LetTheRightLensIn said:The HDMI port on it can do 1920x1080. What is compressed about HDMI? You can hook a computer to a TV through HDMI and the computer signal going over HDMI is not compressed at all.
14bits the HDMI probably can't handle, so the depth resolution would have to be less, down to at least 10bits I think and quite possibly 8bits, but the spatial resolution could retain the full DNG stream sharpness.
(that said the 1.2.1 actually does appear to be a bit sharper than the old firmware, either over HDMI or compressed internally, at least, which is good)
I don't understand. 4:2:2 and 8bit are forms of image compression, and I don't think these HDMI ports can't produce higher color depth or sub-sampling than that. When Canon says "uncompressed" they mean no frame or resolution compressions, but there is still chroma compression. Your HDMI signal from a computer is most likely compressed, since HDTVs use rec.709 which is 8bit and there is no point in an 8bit DNG.
1. DNG and CR2 are the same, both use the same lossless RAW algorithm and both are not de-bayered. The De-bayering is preformed in your computer (usually automatically) with a viewer or editor that supports De-bayering.
But the Bayer sensor is 22MP and these are 2MP so unless they are just reading a non-bayered mini-block, which they aren't something sort of de-bayer must be done already. Look at sRAW and mRAW they are are not in the original complete Bayer state and they are stored in a RAW file too.
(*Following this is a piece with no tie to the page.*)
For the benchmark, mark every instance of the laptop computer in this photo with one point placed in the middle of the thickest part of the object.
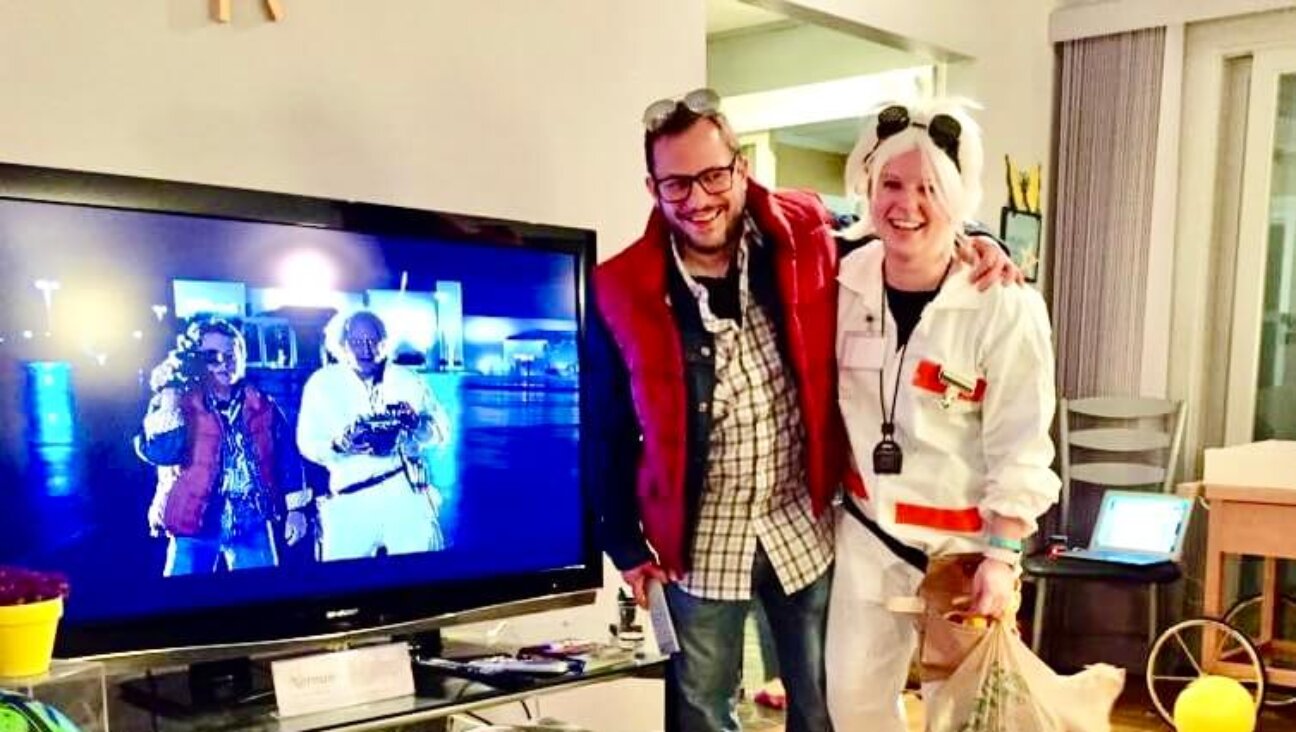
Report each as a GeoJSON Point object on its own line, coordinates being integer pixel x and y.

When I say CR2 I mean RAW which is not de-bayered in camera. sRAW and mRAW are not really raw, they have been de-bayered and sub-sampled at 4:4:4 in camera then to a smaller resolution by averaging the formed 'pixels' and then losslessly compressed with CR2 but information has already been lost compared a pure CR2 raw file. You may be right that the same process might have already been used for these 1931 x 1088 14bit RAW images Magic Lantern found, but it is unlikely. The images require a program that applies de-bayering to view them and most people agree that video resolutions are achieved by line skipping (Canon has even admitted to it) or in this case combining 'sensel' data in 3x3 blocks before any processing (de-bayering) is done. Also Panasonic has admitted that they "bind their pixels in 2x2 block before any processing is done" then (like the sRAW files) they process them into YCrCb and down to the appropriate resolution before sending it to the h.264 encoder.
You might have to clip off the left and right side junk and send an offset address so it starts reading it below the top junk. You wouldn't even have to do that if the HDMI accepts an offset to get to each new lines address. I have no idea how it is setup, it might have something like that so no clipping is needed at all. COnsidering how many modes it can put out that might very well be the case.
hmm, my point is that HDMI (especially the one's in these Canon DSLRs) don't support resolutions over 1920 x 1080 so the 2K image needs to be down-resed or cropped and positioned (like the Canon official firmware already does)
cutting chroma resolution doesn't hit perceived resolution nearly that hard, the luminance resolution is still full
but yeah obviously going over HDMI unless it was HDMI with 10bit support it would lose a bunch of DR
Ah you're right, a lot of the sharpness will be held in the luminance (duh) but not even the C100 and C300 support 10bit HDMI so I doubt they included a 10bit HDMI port here.